面接員も1人ではなく、大抵は2人以上なので、1人に気に入られても、もう一人に気に入られないということも多々ある。ある幼稚園の管理人の面接では、本部から来たという若い女性担当員2名と、若い女性園長の計3名で面接をしたが、本部から来た担当員には気に入ってもらえたようで「すぐにでも勤めることは出来ますか?」とか、すでに採用が決まったようなことを言われた。ただその間、園長先生は黙って下を向いていた。すっかり採用が決まったと思っていたら、後日、不採用の郵便が届いた。
似たようなことは他にもあって、応募する前に一度施設に下見に行ったら、採用担当の男性に親切に施設の案内と説明をして頂き、後日そこに応募の電話をすると、その人の上司という方が電話に出て「あなたが、〇〇さんですか?〇〇から話は聞いています。すごくいい方だというので期待しています」と言う。それで数日後に面接に行くと、その人達も含めて5名の面接員で色々と質問されたが、いい感じだったので自分では採用は決まったと思っていた。しかし、これも後日、不採用の郵便が来た。
というように、どんなに面接で好印象を持たれたと思ったり、言葉でいいことを言われても、実際に採用になるまではどうなるか分からないというのが、今までずっとやって来て分かったことだ。
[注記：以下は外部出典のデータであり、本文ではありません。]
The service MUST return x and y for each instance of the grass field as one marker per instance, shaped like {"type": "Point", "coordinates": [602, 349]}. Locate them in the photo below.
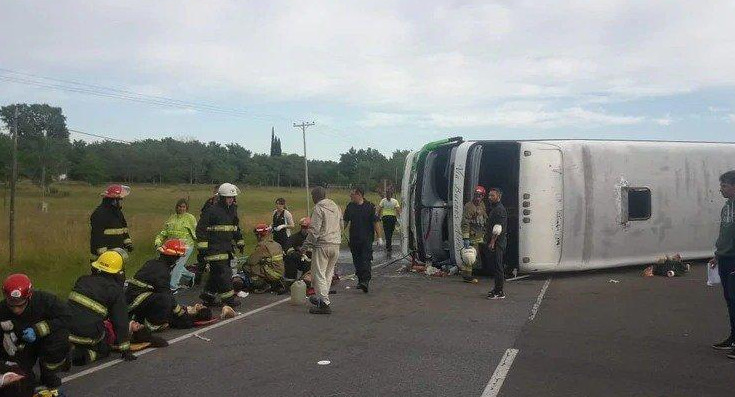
{"type": "Point", "coordinates": [53, 247]}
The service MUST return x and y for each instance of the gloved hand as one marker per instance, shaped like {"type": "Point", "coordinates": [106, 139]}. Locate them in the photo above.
{"type": "Point", "coordinates": [127, 355]}
{"type": "Point", "coordinates": [6, 325]}
{"type": "Point", "coordinates": [9, 345]}
{"type": "Point", "coordinates": [29, 335]}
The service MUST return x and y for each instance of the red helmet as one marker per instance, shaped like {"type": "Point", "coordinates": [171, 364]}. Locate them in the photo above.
{"type": "Point", "coordinates": [116, 191]}
{"type": "Point", "coordinates": [173, 247]}
{"type": "Point", "coordinates": [261, 229]}
{"type": "Point", "coordinates": [17, 289]}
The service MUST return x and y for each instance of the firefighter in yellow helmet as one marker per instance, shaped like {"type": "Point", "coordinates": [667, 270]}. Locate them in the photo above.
{"type": "Point", "coordinates": [95, 299]}
{"type": "Point", "coordinates": [265, 265]}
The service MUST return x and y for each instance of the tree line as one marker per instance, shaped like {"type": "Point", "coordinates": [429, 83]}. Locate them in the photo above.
{"type": "Point", "coordinates": [45, 153]}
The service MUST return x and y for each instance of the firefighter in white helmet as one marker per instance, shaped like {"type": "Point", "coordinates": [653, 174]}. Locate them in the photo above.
{"type": "Point", "coordinates": [217, 230]}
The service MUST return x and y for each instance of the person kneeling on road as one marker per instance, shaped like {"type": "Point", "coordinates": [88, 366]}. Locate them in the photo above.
{"type": "Point", "coordinates": [34, 326]}
{"type": "Point", "coordinates": [148, 295]}
{"type": "Point", "coordinates": [95, 298]}
{"type": "Point", "coordinates": [264, 268]}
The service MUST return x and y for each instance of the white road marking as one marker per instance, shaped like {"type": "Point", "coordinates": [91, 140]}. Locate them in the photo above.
{"type": "Point", "coordinates": [537, 305]}
{"type": "Point", "coordinates": [198, 331]}
{"type": "Point", "coordinates": [501, 371]}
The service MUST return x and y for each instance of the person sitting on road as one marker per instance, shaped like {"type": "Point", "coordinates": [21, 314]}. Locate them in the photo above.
{"type": "Point", "coordinates": [150, 300]}
{"type": "Point", "coordinates": [295, 260]}
{"type": "Point", "coordinates": [264, 267]}
{"type": "Point", "coordinates": [97, 297]}
{"type": "Point", "coordinates": [35, 329]}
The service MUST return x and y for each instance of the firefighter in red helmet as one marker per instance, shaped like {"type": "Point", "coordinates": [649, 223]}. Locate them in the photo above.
{"type": "Point", "coordinates": [109, 227]}
{"type": "Point", "coordinates": [35, 329]}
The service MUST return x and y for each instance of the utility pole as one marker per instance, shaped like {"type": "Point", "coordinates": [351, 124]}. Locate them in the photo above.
{"type": "Point", "coordinates": [303, 127]}
{"type": "Point", "coordinates": [13, 178]}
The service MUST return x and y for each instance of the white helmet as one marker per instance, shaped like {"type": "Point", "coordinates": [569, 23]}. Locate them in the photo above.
{"type": "Point", "coordinates": [228, 190]}
{"type": "Point", "coordinates": [469, 256]}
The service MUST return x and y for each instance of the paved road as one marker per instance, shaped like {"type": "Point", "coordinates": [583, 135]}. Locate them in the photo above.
{"type": "Point", "coordinates": [415, 335]}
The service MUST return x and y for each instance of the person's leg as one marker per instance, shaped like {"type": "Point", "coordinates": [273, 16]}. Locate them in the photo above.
{"type": "Point", "coordinates": [53, 351]}
{"type": "Point", "coordinates": [319, 268]}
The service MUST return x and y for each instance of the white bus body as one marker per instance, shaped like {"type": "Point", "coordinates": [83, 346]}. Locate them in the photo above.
{"type": "Point", "coordinates": [572, 204]}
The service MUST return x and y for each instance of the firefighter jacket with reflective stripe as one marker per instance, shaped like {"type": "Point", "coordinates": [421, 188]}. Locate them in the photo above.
{"type": "Point", "coordinates": [45, 313]}
{"type": "Point", "coordinates": [97, 297]}
{"type": "Point", "coordinates": [266, 261]}
{"type": "Point", "coordinates": [474, 218]}
{"type": "Point", "coordinates": [153, 277]}
{"type": "Point", "coordinates": [218, 229]}
{"type": "Point", "coordinates": [181, 226]}
{"type": "Point", "coordinates": [109, 228]}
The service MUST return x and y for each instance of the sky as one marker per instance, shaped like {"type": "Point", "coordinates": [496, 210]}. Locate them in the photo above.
{"type": "Point", "coordinates": [382, 74]}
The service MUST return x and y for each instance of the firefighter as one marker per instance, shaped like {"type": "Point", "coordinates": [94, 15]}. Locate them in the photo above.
{"type": "Point", "coordinates": [95, 298]}
{"type": "Point", "coordinates": [35, 328]}
{"type": "Point", "coordinates": [217, 230]}
{"type": "Point", "coordinates": [109, 228]}
{"type": "Point", "coordinates": [474, 217]}
{"type": "Point", "coordinates": [265, 266]}
{"type": "Point", "coordinates": [295, 260]}
{"type": "Point", "coordinates": [150, 300]}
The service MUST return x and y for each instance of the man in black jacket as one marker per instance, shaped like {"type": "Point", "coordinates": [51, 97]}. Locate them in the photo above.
{"type": "Point", "coordinates": [109, 227]}
{"type": "Point", "coordinates": [218, 229]}
{"type": "Point", "coordinates": [497, 241]}
{"type": "Point", "coordinates": [95, 298]}
{"type": "Point", "coordinates": [150, 300]}
{"type": "Point", "coordinates": [34, 326]}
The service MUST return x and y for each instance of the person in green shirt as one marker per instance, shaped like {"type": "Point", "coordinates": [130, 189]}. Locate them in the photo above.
{"type": "Point", "coordinates": [181, 225]}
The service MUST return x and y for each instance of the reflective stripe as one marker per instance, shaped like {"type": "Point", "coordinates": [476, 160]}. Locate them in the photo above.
{"type": "Point", "coordinates": [54, 366]}
{"type": "Point", "coordinates": [42, 328]}
{"type": "Point", "coordinates": [138, 300]}
{"type": "Point", "coordinates": [153, 327]}
{"type": "Point", "coordinates": [82, 340]}
{"type": "Point", "coordinates": [115, 232]}
{"type": "Point", "coordinates": [122, 347]}
{"type": "Point", "coordinates": [217, 257]}
{"type": "Point", "coordinates": [89, 303]}
{"type": "Point", "coordinates": [222, 228]}
{"type": "Point", "coordinates": [139, 283]}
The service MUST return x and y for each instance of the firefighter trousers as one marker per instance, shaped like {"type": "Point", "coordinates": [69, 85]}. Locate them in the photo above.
{"type": "Point", "coordinates": [219, 283]}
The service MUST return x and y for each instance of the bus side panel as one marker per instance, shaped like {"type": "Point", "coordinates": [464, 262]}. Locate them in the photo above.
{"type": "Point", "coordinates": [540, 203]}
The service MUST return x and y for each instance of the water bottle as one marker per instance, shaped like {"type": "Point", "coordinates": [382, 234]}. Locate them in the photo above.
{"type": "Point", "coordinates": [298, 292]}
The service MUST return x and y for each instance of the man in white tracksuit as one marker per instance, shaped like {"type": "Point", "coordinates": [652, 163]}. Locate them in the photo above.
{"type": "Point", "coordinates": [323, 240]}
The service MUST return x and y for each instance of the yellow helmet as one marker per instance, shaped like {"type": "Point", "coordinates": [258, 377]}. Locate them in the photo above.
{"type": "Point", "coordinates": [109, 262]}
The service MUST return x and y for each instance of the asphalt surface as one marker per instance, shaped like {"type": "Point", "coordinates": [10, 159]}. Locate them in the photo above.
{"type": "Point", "coordinates": [419, 335]}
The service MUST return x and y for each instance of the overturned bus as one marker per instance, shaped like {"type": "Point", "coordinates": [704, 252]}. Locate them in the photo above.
{"type": "Point", "coordinates": [572, 204]}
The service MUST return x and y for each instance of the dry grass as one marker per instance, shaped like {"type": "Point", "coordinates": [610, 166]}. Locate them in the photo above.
{"type": "Point", "coordinates": [52, 248]}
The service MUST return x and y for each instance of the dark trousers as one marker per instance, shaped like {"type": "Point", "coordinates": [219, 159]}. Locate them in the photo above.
{"type": "Point", "coordinates": [492, 261]}
{"type": "Point", "coordinates": [155, 311]}
{"type": "Point", "coordinates": [50, 351]}
{"type": "Point", "coordinates": [293, 264]}
{"type": "Point", "coordinates": [726, 267]}
{"type": "Point", "coordinates": [389, 225]}
{"type": "Point", "coordinates": [219, 283]}
{"type": "Point", "coordinates": [362, 257]}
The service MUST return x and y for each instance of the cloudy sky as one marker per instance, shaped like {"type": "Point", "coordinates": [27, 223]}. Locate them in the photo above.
{"type": "Point", "coordinates": [386, 74]}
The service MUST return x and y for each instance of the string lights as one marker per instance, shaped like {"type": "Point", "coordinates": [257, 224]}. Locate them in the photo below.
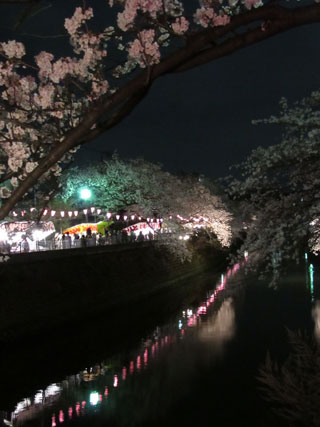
{"type": "Point", "coordinates": [108, 215]}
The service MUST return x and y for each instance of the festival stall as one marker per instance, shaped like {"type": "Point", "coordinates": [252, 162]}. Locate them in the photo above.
{"type": "Point", "coordinates": [82, 228]}
{"type": "Point", "coordinates": [144, 227]}
{"type": "Point", "coordinates": [12, 234]}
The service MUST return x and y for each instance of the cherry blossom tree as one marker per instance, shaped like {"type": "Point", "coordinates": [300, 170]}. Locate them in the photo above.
{"type": "Point", "coordinates": [143, 188]}
{"type": "Point", "coordinates": [280, 188]}
{"type": "Point", "coordinates": [51, 106]}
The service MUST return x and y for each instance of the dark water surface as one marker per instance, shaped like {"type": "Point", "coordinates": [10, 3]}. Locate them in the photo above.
{"type": "Point", "coordinates": [197, 368]}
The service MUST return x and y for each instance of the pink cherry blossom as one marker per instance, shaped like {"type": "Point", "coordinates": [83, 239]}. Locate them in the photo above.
{"type": "Point", "coordinates": [13, 49]}
{"type": "Point", "coordinates": [144, 49]}
{"type": "Point", "coordinates": [44, 62]}
{"type": "Point", "coordinates": [79, 17]}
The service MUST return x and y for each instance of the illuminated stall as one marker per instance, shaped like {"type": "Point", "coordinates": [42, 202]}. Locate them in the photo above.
{"type": "Point", "coordinates": [12, 234]}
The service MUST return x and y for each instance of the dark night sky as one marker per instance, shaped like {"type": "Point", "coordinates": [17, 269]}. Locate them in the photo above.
{"type": "Point", "coordinates": [200, 120]}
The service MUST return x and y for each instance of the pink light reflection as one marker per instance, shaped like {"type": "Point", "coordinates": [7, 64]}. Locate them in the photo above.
{"type": "Point", "coordinates": [138, 362]}
{"type": "Point", "coordinates": [145, 357]}
{"type": "Point", "coordinates": [115, 381]}
{"type": "Point", "coordinates": [124, 373]}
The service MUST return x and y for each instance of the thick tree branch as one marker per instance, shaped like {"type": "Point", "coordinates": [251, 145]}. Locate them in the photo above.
{"type": "Point", "coordinates": [198, 51]}
{"type": "Point", "coordinates": [116, 117]}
採用になれば、だいたいは電話で「採用が決まりました」と言って来るが、郵便が届くとほとんどは送った履歴書と一緒に「残念ながら…」という文面の手紙が入っているので、手紙が届くと「あー、残念ながらか~!」とガッカリする。
採用されない時は、何度面接を受けてもダメで「俺はもう面接をいくら受けても、採用されないのではないか?」と、段々と落ち込んで来る。しかし、採用が決まる時は実にあっけなく「あれ?」という感じで、簡単に決まる。後で面接員に聴いたら、印象が良かったと言われたこともあり、面接員との相性もあるのかなと思った。
とにかく、何でもいいので採用されると嬉しいし、不採用になるとガッカリして落ち込む。これは何度体験しても、慣れることはあまりない。ただ、ショックから立ち直るのは、少しずつ早くなる。